Торнтоновцев смущало на первых порах то, с каким уважением относились к ним студенты с Монетной.
Все это сначала дивило мастеровых, иных даже стесняло. Но постепенно свыкались с тем, что им говорят «вы»… У них возникало такое же чувство уважения друг к другу, как и у студентов к ним. И, что еще более ново для них было, чувство достоинства, незнакомого им раньше уважения к самим себе.
Алексееву почти не приходилось до сих пор беседовать с Иваном Меркуловым. Ткач Меркулов был старше его лет на пять, вечно его заботила необходимость посылать деньги в деревню.
Как-то Смирнов ушел на Монетную улицу на занятия раньше, чем Петр, — были у него какие-то дела с Ивановским. Алексеев еще до конца работы подошел к Меркулову, заставил себя обратиться к нему на «вы». Было неловко, непривычно. Но перемог неловкость.
— Меркулов, скажите, пожалуйста, вы сегодня пойдете на Монетную заниматься? Тогда вместе пойдем.
Меркулов не сразу понял, что Алексеев — к нему. Что за церемонное обращение! И «вы», и «скажите, пожалуйста»!
— Ты меня спрашиваешь?
— Вас, конечно.
— Это ты мне «вы» говоришь?
Алексеев смутился.
— Но мы с вами мало знакомы, Меркулов.
Меркулов недоуменно смотрел на Петра.
— Чудак ты. Так оттого, что мы незнакомы, ты мне — на «вы»? Да мне отродясь ни одна живая душа не сказала «вы».

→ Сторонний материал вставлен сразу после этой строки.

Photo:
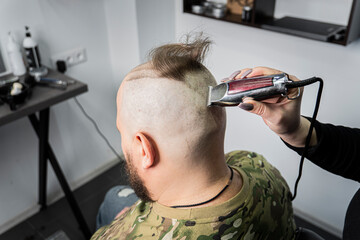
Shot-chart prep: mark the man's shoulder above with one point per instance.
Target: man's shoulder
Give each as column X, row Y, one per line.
column 240, row 158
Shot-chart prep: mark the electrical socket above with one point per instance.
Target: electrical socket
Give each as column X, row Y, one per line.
column 71, row 57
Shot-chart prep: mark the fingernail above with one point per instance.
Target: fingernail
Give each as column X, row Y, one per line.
column 246, row 106
column 244, row 74
column 232, row 76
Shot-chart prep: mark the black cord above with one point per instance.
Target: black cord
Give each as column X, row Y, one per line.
column 308, row 138
column 97, row 128
column 207, row 201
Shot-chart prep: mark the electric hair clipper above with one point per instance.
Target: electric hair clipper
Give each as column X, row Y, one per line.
column 259, row 88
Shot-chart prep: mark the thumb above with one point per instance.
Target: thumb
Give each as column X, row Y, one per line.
column 253, row 106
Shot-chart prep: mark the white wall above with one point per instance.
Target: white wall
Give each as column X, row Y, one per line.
column 156, row 24
column 321, row 195
column 60, row 25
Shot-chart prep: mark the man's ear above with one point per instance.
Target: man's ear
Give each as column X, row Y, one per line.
column 146, row 150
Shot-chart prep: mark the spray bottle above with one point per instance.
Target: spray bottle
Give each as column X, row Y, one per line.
column 31, row 51
column 15, row 56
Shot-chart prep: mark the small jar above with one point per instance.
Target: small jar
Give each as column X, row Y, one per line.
column 246, row 14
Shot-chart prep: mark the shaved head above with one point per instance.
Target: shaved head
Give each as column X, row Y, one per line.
column 171, row 111
column 165, row 102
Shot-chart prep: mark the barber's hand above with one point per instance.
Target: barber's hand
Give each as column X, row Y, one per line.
column 280, row 114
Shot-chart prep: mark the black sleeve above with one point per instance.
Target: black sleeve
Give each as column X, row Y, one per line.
column 337, row 151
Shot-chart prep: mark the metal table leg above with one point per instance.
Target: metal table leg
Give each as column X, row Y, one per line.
column 41, row 128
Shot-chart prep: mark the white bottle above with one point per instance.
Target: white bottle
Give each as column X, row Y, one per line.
column 15, row 56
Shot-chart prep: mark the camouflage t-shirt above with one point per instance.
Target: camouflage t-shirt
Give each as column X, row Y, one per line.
column 261, row 210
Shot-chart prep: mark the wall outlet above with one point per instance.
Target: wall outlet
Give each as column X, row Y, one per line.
column 71, row 57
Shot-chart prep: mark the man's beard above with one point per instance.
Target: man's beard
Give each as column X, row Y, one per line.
column 135, row 181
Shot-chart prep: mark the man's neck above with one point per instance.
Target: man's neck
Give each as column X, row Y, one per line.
column 199, row 184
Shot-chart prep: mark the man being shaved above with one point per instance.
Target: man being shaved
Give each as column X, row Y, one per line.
column 174, row 150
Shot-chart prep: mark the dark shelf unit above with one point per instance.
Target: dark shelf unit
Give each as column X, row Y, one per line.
column 263, row 18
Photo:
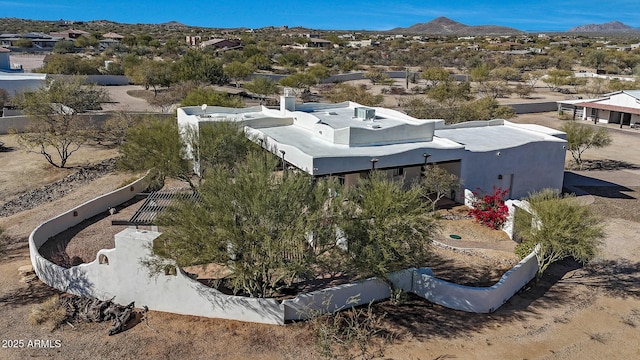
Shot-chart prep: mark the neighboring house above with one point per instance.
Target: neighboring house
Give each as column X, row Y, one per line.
column 348, row 140
column 621, row 107
column 222, row 44
column 105, row 43
column 70, row 34
column 15, row 80
column 318, row 43
column 38, row 40
column 113, row 36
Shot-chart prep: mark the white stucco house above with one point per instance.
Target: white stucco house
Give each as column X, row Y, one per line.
column 348, row 140
column 620, row 107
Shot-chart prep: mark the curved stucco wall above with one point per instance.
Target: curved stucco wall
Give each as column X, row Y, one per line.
column 120, row 274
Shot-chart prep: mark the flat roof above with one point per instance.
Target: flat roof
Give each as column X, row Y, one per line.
column 305, row 141
column 339, row 118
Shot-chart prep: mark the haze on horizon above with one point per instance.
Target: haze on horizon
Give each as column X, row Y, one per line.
column 544, row 15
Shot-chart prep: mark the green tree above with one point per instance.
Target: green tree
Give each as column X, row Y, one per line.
column 221, row 143
column 151, row 73
column 155, row 143
column 318, row 72
column 561, row 226
column 438, row 183
column 300, row 81
column 557, row 78
column 23, row 43
column 377, row 76
column 262, row 86
column 449, row 93
column 237, row 70
column 252, row 221
column 260, row 61
column 63, row 47
column 56, row 127
column 480, row 73
column 197, row 66
column 387, row 227
column 580, row 138
column 435, row 75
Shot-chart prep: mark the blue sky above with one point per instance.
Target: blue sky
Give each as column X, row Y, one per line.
column 533, row 15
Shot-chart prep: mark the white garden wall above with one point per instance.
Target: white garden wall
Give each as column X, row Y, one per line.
column 119, row 274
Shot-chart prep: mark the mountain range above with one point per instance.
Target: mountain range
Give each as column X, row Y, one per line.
column 446, row 26
column 610, row 27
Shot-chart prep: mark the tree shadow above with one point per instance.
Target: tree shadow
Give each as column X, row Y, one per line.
column 597, row 187
column 610, row 192
column 36, row 292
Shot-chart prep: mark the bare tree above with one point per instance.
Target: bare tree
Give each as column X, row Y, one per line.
column 56, row 127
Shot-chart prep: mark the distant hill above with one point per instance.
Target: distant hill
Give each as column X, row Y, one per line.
column 610, row 27
column 446, row 26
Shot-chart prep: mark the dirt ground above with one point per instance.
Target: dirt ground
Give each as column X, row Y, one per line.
column 575, row 312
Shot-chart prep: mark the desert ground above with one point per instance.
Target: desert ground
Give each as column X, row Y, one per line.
column 574, row 312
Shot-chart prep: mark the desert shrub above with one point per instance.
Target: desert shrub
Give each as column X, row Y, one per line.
column 350, row 334
column 50, row 314
column 490, row 209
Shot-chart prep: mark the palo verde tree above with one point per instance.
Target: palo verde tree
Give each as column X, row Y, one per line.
column 580, row 138
column 387, row 227
column 220, row 143
column 56, row 128
column 561, row 226
column 155, row 143
column 438, row 183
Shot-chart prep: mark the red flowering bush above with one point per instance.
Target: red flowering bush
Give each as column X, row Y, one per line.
column 489, row 209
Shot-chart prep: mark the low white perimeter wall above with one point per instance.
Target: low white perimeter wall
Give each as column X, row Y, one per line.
column 119, row 274
column 125, row 279
column 475, row 299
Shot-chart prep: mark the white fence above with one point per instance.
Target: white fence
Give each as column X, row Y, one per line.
column 120, row 274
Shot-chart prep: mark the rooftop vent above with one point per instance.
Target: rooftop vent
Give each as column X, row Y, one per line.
column 364, row 113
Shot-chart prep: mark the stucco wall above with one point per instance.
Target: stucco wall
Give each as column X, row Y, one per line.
column 119, row 274
column 475, row 299
column 522, row 170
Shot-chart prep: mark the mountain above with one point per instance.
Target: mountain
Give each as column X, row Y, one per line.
column 610, row 27
column 446, row 26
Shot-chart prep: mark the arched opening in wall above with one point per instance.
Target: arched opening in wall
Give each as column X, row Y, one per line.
column 170, row 270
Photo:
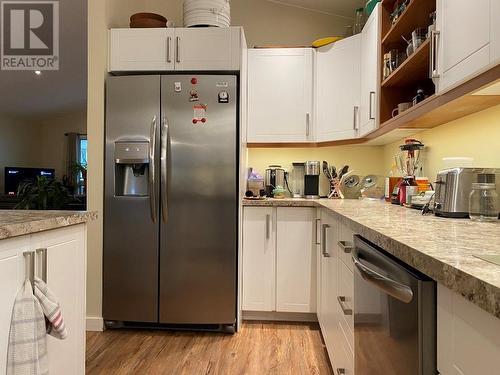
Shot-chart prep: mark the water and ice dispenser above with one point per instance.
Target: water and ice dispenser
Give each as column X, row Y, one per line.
column 132, row 169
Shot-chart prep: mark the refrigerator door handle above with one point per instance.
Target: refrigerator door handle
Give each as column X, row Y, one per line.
column 164, row 170
column 151, row 172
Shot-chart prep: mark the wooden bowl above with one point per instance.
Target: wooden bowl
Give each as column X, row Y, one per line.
column 145, row 20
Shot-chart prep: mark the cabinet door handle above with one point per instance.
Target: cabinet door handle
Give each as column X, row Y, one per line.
column 434, row 51
column 325, row 227
column 43, row 264
column 308, row 121
column 345, row 310
column 268, row 227
column 178, row 49
column 355, row 117
column 169, row 42
column 372, row 95
column 318, row 221
column 345, row 246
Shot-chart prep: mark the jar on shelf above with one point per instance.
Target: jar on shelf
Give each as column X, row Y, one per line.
column 483, row 202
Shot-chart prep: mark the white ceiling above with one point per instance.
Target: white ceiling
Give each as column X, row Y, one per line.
column 344, row 8
column 23, row 93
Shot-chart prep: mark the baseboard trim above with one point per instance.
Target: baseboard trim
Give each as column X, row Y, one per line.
column 279, row 316
column 94, row 324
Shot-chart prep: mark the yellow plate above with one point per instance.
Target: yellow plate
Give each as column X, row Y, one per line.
column 324, row 41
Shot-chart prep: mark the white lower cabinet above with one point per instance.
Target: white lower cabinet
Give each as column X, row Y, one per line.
column 336, row 291
column 11, row 281
column 337, row 89
column 468, row 338
column 259, row 259
column 279, row 272
column 66, row 277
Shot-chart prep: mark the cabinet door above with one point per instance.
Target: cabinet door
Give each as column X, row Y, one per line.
column 495, row 32
column 12, row 273
column 295, row 260
column 66, row 277
column 141, row 49
column 280, row 95
column 259, row 258
column 337, row 93
column 468, row 342
column 211, row 48
column 464, row 40
column 370, row 73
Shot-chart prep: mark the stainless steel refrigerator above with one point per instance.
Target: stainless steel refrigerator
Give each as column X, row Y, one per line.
column 171, row 201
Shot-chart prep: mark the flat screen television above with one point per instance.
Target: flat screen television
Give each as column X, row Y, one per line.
column 14, row 176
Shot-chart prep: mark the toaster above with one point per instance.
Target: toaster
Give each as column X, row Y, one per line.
column 453, row 187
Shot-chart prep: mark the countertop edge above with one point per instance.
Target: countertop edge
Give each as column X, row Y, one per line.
column 37, row 225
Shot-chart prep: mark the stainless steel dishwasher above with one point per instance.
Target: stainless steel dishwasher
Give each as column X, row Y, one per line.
column 394, row 315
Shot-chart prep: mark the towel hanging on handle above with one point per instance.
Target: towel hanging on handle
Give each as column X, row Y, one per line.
column 27, row 351
column 51, row 309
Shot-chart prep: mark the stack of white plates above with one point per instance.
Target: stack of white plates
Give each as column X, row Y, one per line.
column 207, row 13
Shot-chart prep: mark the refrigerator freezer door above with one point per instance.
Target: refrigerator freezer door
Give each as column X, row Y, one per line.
column 131, row 235
column 198, row 239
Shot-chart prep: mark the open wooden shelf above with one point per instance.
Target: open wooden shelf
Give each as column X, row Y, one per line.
column 415, row 15
column 414, row 69
column 440, row 109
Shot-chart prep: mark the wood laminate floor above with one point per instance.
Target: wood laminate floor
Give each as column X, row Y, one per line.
column 258, row 349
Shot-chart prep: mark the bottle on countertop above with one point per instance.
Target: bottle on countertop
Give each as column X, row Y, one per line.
column 391, row 182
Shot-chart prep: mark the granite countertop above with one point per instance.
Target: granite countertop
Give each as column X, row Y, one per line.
column 441, row 248
column 20, row 222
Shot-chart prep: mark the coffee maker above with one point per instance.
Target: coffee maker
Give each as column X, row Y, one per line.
column 275, row 176
column 311, row 179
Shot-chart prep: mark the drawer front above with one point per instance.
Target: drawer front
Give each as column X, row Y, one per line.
column 345, row 297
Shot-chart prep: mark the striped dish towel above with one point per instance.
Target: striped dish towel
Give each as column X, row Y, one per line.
column 51, row 310
column 27, row 351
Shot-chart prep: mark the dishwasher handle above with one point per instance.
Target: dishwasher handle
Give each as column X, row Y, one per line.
column 394, row 288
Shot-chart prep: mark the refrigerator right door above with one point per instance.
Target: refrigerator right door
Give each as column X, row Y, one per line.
column 199, row 199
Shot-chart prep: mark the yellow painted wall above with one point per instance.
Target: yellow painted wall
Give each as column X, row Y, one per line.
column 476, row 136
column 362, row 160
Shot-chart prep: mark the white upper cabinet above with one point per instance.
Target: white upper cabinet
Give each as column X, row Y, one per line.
column 370, row 74
column 179, row 49
column 280, row 84
column 295, row 260
column 337, row 89
column 211, row 48
column 141, row 49
column 463, row 40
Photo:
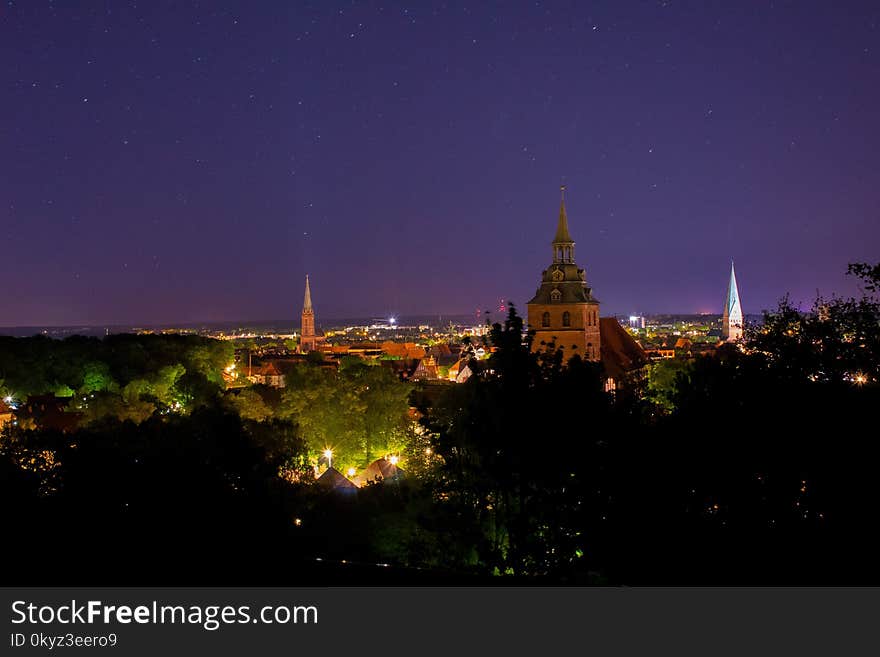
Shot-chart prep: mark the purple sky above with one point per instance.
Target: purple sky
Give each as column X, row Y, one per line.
column 172, row 161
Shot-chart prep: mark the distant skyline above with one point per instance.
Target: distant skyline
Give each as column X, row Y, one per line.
column 190, row 162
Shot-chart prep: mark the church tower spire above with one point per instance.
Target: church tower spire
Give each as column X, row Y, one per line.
column 563, row 245
column 564, row 311
column 307, row 301
column 732, row 321
column 307, row 340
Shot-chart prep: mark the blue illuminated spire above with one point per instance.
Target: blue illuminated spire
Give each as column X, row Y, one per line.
column 732, row 322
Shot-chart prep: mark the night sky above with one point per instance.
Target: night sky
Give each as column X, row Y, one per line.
column 172, row 161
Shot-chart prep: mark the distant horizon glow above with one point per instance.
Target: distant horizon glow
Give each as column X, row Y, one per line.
column 186, row 164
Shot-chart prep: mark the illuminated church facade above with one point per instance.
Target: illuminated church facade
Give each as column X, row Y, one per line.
column 565, row 312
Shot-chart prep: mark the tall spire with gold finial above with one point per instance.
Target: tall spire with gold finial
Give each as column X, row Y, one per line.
column 563, row 245
column 307, row 301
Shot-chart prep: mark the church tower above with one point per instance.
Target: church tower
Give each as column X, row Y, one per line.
column 563, row 310
column 307, row 341
column 732, row 321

— Послушайте, Меркулов. Но ведь на Монетной улице вас на «вы» называют. Раз уж мы все учимся у студентов, то почему не можем научиться у них разговаривать с уважением?
Меркулов посерьезнел. Он подумал, сказал:
— Спасибо тебе, Алексеев. Ты, может, и прав. Только сделай милость. Наперед прошу, говори мне «ты». Не то чтоб я не привык или мне чудно. А просто так. Вместе работаем, вместе учимся. Так что давай на «ты».
— Если вы позволяете, я с удовольствием. «Ты» так «ты». Так как сегодня? Вместе пойдем, Меркулов?
— Сегодня, понимаешь, не могу. Дело есть у меня. Жена из деревни письмо прислала. Очень просит навестить своего брата. Он заболел, понимаешь, лежит у себя в бараке один…
— Ну что ж. Тогда пойду без тебя.
Широким шагом Алексеев зашагал на Монетную. Дверь ему открыла Прасковья Ивановская. Алексеев растерялся, застыл перед дверью.
— Здравствуйте, Алексеев. Что ж вы не входите? — удивилась Прасковья. — Входите, входите.